No, the ‘Daisy Jones & the Six’ Opening Isn’t an Original Song (It’s Better)
Apparently, a lot of people are wondering when the intro song to Amazon’s Daisy Jones & the Six will be released for streaming. This both greatly amuses me and makes me a little sad, because as soon as I heard the song “Dancing Barefoot,” I was flying to the edge of my seat, grinning. While the song’s sound might be ever so slightly reminiscent of the fictional Six’s sound, ultimately, it’s its own thing. And it’s been banging around for years.
Guys, that’s not Daisy Jones, that’s Patti Fucking Smith—Patti Smith of the NYC rock scene of the ’70s, Patti Smith, “godmother of punk” and bestselling author. They honestly couldn’t have picked a better person for the intro of this particular show.
Like Daisy, Patti had to really get scrappy to make it. As laid out in her autobiographical novel Just Kids, Patti’s journey as an artist was a fruitful, tumultuous, and wildly exciting one, filled with fascinating characters and experiences. No matter what obstacles were in her way, Patti persevered, and she didn’t let gendered expectations get in her way. She was this androgynous, potty-mouthed force of nature, and even now, when she performs, you can see that spirit carry her forward.
More to the point, I absolutely love that they chose “Dancing Barefoot” in particular as the opener. There’s a couple elements here that are making my heart sing. For one, being a history buff and a romantic, Patti wrote this song inspired by the troubled relationship between early 1900s artists Jeanne Hébuterne and Amedeo Modigliani.
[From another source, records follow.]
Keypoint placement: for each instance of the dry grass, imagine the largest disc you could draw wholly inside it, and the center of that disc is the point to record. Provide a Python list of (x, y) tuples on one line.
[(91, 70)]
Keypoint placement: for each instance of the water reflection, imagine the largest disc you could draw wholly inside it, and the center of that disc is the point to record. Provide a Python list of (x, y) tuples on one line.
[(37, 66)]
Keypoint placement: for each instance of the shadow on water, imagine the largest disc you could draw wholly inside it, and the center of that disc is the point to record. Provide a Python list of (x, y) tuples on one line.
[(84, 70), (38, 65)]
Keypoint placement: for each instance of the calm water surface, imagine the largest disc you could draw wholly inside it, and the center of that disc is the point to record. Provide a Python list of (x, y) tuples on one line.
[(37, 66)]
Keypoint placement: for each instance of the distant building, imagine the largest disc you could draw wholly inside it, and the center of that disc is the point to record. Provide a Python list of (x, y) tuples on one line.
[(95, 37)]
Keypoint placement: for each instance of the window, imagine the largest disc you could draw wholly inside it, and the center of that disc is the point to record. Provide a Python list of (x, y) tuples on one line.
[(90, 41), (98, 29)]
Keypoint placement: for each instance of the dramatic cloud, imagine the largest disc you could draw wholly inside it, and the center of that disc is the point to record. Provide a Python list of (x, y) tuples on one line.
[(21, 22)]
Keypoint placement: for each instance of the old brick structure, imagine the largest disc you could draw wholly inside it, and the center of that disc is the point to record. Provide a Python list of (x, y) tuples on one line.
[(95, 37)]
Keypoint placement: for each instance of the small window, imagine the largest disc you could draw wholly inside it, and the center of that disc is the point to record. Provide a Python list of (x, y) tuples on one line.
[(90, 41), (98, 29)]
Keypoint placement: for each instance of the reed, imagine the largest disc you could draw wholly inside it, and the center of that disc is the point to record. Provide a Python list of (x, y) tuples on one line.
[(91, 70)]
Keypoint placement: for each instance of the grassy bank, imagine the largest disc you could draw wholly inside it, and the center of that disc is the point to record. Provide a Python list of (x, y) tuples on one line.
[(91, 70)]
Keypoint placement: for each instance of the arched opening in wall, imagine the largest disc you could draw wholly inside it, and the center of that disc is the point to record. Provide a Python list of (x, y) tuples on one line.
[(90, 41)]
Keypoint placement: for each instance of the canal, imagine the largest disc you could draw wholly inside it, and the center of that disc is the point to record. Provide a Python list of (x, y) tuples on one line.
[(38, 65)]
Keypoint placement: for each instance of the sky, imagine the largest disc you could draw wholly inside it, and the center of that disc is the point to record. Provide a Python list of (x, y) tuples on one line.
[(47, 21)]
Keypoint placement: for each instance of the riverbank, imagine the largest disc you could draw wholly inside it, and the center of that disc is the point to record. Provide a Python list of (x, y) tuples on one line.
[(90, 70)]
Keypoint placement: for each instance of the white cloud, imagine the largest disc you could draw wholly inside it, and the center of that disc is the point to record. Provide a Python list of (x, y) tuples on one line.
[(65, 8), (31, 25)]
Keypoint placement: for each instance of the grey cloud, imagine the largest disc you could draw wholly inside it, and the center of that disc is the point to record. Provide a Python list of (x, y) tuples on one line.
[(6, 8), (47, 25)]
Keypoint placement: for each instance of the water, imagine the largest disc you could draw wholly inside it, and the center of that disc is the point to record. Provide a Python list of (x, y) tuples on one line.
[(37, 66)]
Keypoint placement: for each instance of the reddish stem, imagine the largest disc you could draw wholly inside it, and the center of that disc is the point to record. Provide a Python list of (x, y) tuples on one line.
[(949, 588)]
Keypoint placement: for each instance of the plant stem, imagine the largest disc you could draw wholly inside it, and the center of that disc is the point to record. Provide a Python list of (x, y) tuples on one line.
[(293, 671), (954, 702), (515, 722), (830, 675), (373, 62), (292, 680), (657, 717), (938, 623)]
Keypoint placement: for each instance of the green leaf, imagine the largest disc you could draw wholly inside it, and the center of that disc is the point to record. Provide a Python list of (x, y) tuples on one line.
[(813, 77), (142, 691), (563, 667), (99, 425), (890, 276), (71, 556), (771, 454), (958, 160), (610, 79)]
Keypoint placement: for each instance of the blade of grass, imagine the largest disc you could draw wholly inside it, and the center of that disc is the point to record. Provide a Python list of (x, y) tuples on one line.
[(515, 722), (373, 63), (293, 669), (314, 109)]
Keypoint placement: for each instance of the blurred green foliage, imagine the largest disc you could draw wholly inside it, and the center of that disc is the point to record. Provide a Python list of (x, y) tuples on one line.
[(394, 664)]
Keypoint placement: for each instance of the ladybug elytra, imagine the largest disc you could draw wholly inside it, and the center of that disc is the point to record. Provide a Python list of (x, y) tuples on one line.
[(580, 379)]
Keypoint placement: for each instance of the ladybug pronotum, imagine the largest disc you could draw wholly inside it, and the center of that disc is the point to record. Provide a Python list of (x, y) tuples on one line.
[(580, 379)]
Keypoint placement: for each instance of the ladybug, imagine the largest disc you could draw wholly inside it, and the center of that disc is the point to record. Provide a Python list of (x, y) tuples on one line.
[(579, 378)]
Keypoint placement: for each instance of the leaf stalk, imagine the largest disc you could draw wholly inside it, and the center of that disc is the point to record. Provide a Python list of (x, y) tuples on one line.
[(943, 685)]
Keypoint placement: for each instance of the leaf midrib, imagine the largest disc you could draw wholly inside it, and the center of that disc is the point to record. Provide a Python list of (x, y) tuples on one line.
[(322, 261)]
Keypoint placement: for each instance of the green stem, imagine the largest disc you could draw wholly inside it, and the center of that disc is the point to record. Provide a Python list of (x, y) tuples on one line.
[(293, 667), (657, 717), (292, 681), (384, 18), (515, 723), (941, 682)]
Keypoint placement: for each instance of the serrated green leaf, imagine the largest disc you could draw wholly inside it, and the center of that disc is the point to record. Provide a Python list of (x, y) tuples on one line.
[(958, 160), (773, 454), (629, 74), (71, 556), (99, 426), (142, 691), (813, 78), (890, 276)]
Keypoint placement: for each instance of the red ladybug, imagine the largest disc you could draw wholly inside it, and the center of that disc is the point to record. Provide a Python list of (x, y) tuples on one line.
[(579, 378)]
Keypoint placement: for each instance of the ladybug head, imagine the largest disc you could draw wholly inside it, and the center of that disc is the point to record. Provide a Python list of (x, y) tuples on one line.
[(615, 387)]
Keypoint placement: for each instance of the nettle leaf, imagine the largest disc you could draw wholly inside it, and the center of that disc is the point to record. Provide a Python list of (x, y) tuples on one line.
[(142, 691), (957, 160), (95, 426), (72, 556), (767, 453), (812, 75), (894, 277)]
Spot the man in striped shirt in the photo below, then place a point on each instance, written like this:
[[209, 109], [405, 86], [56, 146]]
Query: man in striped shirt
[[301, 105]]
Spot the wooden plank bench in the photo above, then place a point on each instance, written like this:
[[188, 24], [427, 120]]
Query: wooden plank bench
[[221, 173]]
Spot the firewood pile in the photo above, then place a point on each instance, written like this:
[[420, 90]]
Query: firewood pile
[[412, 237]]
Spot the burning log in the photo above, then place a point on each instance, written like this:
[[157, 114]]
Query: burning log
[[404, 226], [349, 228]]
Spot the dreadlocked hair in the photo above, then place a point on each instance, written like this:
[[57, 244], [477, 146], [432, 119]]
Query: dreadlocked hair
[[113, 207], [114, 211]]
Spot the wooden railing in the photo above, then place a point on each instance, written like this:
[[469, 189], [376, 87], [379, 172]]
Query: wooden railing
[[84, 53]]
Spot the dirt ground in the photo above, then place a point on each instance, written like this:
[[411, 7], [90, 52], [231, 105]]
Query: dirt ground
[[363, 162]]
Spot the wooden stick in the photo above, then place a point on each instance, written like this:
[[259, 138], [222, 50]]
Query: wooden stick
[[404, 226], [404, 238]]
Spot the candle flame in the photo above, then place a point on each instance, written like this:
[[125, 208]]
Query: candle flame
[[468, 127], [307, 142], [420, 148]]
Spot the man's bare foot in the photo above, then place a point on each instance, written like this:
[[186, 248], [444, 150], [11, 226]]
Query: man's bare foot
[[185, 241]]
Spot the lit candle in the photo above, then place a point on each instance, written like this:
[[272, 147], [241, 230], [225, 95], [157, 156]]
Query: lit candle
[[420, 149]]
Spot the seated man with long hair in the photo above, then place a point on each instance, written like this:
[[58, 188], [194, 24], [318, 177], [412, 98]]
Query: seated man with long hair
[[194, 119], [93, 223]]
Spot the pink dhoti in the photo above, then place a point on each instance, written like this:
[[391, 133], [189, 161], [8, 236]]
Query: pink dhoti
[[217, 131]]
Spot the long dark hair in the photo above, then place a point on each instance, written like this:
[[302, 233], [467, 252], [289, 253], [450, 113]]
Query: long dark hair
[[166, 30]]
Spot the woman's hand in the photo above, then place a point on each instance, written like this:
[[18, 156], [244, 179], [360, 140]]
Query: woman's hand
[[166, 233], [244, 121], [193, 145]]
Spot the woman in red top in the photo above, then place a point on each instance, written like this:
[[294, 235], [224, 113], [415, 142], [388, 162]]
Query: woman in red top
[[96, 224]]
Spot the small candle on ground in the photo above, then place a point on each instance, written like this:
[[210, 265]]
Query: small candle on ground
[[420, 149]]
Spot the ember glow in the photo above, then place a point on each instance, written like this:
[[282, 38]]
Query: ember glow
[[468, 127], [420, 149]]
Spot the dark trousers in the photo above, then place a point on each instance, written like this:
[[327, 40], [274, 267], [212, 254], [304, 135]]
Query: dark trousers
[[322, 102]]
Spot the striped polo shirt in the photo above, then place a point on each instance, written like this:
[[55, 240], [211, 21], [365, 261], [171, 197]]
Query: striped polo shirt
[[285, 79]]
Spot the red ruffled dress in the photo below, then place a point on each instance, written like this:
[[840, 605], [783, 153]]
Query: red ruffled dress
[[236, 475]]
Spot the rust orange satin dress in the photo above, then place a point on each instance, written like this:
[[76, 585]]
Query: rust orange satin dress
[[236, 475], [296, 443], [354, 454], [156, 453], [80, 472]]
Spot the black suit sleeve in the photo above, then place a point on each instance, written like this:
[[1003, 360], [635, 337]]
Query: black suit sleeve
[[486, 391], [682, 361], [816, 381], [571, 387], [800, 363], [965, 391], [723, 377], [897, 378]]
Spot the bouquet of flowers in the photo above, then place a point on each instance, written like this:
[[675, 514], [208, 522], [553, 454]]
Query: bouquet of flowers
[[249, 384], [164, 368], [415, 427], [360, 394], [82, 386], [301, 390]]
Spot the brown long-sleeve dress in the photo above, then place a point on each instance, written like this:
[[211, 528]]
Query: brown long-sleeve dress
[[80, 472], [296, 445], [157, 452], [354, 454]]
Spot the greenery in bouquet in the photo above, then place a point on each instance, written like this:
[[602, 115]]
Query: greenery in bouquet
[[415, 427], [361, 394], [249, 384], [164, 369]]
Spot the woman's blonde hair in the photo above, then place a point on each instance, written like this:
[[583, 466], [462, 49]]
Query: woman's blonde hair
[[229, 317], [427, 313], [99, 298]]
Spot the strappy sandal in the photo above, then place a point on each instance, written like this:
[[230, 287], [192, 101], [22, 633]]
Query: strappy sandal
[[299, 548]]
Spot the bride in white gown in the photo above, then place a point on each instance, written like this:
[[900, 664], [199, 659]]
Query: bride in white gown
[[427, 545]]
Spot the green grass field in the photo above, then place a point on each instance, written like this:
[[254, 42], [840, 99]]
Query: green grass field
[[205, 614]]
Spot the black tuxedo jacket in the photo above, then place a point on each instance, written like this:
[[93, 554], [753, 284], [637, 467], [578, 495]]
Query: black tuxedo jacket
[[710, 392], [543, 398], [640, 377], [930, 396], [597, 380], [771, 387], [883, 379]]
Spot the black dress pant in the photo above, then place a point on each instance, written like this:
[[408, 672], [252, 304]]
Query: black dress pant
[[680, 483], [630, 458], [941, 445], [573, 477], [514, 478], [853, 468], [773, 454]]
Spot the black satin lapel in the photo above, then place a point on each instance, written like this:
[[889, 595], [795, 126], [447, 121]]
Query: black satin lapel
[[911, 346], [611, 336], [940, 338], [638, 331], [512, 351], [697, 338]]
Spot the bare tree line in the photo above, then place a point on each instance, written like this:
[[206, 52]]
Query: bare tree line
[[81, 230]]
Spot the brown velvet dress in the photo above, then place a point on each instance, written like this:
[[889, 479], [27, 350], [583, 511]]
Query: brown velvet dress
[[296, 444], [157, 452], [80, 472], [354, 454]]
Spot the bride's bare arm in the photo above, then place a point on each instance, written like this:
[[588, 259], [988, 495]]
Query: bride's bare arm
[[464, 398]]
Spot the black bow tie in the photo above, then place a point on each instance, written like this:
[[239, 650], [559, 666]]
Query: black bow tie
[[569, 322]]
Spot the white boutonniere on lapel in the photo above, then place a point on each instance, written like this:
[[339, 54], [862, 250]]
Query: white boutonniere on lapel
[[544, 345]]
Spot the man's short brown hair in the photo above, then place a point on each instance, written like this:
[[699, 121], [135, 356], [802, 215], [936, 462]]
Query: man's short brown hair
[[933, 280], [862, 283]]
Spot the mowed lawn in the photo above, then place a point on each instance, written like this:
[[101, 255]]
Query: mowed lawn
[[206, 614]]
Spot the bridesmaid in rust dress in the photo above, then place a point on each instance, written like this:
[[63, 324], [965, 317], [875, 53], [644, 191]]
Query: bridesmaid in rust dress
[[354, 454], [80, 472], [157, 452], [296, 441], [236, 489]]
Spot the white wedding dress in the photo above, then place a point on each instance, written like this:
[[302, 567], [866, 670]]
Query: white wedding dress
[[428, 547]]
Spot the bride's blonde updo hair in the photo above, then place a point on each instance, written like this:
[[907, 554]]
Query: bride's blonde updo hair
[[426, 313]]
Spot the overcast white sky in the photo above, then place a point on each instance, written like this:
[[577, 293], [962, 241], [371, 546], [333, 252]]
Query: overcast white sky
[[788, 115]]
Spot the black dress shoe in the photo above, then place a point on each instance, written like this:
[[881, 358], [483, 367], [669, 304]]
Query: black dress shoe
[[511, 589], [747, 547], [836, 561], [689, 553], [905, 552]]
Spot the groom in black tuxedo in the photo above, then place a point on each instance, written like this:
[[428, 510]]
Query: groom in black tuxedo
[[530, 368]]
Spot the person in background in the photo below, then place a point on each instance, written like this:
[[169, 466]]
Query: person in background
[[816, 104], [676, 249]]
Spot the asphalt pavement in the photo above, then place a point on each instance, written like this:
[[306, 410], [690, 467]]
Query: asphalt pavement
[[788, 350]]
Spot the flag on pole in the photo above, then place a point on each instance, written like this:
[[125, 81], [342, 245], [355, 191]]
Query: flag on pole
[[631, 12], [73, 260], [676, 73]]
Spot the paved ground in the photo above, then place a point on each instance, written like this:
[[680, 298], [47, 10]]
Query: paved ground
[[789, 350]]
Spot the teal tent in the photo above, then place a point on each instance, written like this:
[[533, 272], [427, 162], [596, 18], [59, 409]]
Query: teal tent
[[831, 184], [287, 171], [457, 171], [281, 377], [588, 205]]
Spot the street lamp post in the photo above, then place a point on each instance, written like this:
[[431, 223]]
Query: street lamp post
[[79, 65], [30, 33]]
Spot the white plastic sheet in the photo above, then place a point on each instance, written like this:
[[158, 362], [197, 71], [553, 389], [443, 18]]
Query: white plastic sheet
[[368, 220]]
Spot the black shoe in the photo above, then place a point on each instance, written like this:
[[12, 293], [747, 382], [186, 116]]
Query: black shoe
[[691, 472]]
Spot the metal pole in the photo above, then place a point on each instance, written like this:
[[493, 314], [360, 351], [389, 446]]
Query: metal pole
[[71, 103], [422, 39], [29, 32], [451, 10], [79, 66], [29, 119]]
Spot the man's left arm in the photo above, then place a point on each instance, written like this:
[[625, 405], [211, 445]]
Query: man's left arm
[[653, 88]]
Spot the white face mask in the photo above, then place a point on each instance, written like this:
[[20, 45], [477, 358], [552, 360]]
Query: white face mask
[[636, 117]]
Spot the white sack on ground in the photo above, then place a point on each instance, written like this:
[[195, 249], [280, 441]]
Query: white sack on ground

On the album sleeve, she goes further to dedicate it to all women who’ve ever felt like a “mistress” to a man who was just out of reach.
But the other side of it is that she dedicated the song, all the same, to her late husband, Fred “Sonic” Smith. Their relationship was so profoundly meaningful in her life that she scarcely talks about it; when I saw her read in December, she smiled and made passing allusions to their life together, but that was the most I’d ever heard of their relationship. Such bonds don’t need words, after all.
So, here we have two contextual layers to this song: an ode to women who yearn, and an ode to the men we love. These layers are reflected in the lyrics, which in turn reflect Patti’s honestly unreal talent as a songwriter.
All in all, that’s pretty Daisy Jones. But let’s not discredit ourselves by forgetting the source.